Attorno al 1930 vennero realizzate ricerche analoghe su più vasta scala, che coinvolsero studiosi e istituzioni sia degli usa sia di molti paesi europei. Particolarmente significativi furono gli studi condotti in Francia e in Belgio. Qui, un’inchiesta coordinata dallo psicologo francese Louis Piéron fornì risultati che suscitarono notevole scalpore. Furono formati sei gruppi di esaminatori e fu loro affidata la correzione di un campione di cento composizioni scritte prodotte durante gli esami di baccalaureato (con i quali si concludono gli studi delle scuole secondarie superiori). I risultati dimostrarono che tra i valutatori vi era una considerevole difformità nell’attribuzione dei voti agli stessi elaborati. Tali risultati convinsero gli esperti che nella valutazione scolastica e postscolastica – esami, prove di concorso, selezione attitudinale e così via – era necessario introdurre nuove procedure di carattere oggettivo, cioè basate su tecniche che consentissero di rendere i risultati del tutto indipendenti da fattori non pertinenti e dalla soggettività dell’esaminatore. Piéron battezzò docimologia (dal greco dokimàzo, «esamino») la nuova scienza destinata a questo compito.
Da allora a oggi i ricercatori impegnati in campo docimologico hanno elaborato un repertorio vastissimo di strumenti per la valutazione oggettiva dell’apprendimento, noti, in generale, come prove oggettive (o test) di profitto. Si tratta di prove spesso costituite da quesiti a risposta chiusa, cioè costruiti in modo che colui che risponde deve semplicemente scegliere un risposta tra una serie di alternative date. La garanzia essenziale di oggettività di tali strumenti di valutazione è data dal fatto che il risultato ottenuto dall’esaminato non cambia a seconda di chi li utilizza. La prova, inoltre, comprende una serie adeguata di quesiti che spaziano sull’intero ventaglio di temi sui quali verte l’esame.
Altre prove oggettive richiedono invece a chi le esegue lo svolgimento di un’attività più complessa. A questo tipo appartengono, per esempio, alcune prove scritte, come il riassunto o il saggio breve, che consistono nell’elaborazione di un testo secondo precise regole di composizione. In questo modo chi corregge la prova, verificando se tali regole sono state adeguatamente rispettate, può valutare sulla base di elementi oggettivi la prestazione fornita.
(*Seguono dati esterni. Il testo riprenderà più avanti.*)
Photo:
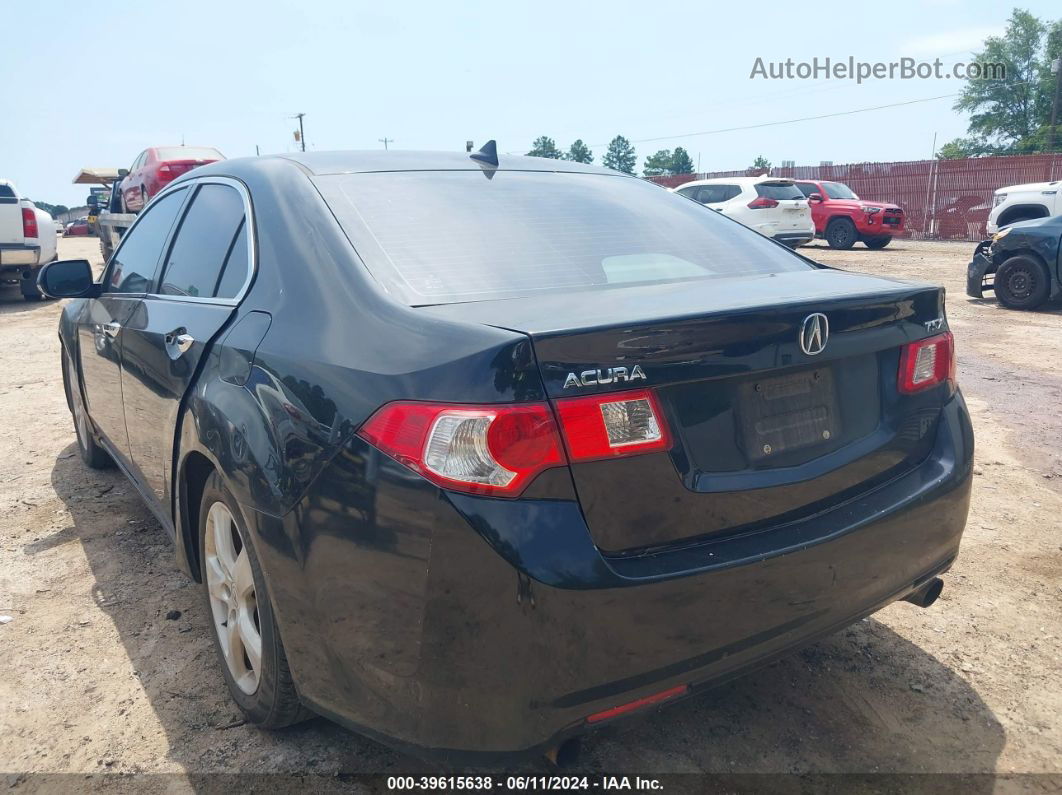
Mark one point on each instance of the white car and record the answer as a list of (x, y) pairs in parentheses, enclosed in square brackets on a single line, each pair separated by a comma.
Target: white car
[(26, 241), (774, 207), (1024, 203)]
Si tratta, in sostanza, di veri e propri strumenti di misura dell’apprendimento, che, se opportunamente costruiti e collaudati, possiedono caratteristiche analoghe a quelle degli strumenti di misura di variabili fisiche. Al pari di una bilancia, infatti, che fornisce la misura del peso di un oggetto indipendentemente da chi effettua la pesata e da fattori legati alla situazione – come la temperatura dell’aria o il tempo atmosferico –, un test di profitto deve fornire sempre lo stesso risultato a prescindere dall’insegnante che lo utilizza e da altre condizioni esterne (come la timidezza o il grado di scioltezza nel parlare del candidato).
In Italia l’uso dei test di profitto si è diffuso soprattutto negli ultimi trent’anni, anche se le pratiche di valutazione più tradizionali, come il tema in classe o l’interrogazione, sono ancora adottate da molti insegnanti.